No Prior Knowledge Required - To Understand

There is nothing better than a self-explanatory abstraction. Even if you've never heard of goyesql before, you can immediately realize what is going on in the code base. This is contrary to ORMs and query builders, which require prior knowledge of that specific library.

Even your future self can understand what is going on. Don't hate your future self, love them.

Proof This Approach Works in Big Projects

As a self taught developer, I find it very educating to inspect open source projects and learn from more experienced developers' techniques. This is an approach I discovered during my inspection of Listmonk.

I am pretty sure you are not convinced of something until you see it in action, you are a developer after all.

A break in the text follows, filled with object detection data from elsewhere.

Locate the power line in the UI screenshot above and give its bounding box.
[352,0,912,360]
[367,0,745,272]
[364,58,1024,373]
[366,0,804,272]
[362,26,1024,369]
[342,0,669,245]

So, don't take my word for it, go checkout their repository and see how it makes things much simpler compared to other methods.

Conclusion

Apart from ORMs, query builders or raw SQL, there is another novel approach to manage SQL queries. It doesn't have a definitive name but in this post we refer to it as goyesql. It has 3 main advantages:

  1. Easily managable single file for SQL queries
  2. Writing raw SQL statements without cluttering the application code
  3. A simple method that requires no prior knowledge.

These are also the reason why this method is not talked a lot. Usually complex solutions bring a lot of questions with them, and they are talked a lot more compared to simpler solutions. ( complexity bias? )

In this post, I wanted to give a spotlight to this simple solution. Hope you enjoyed it!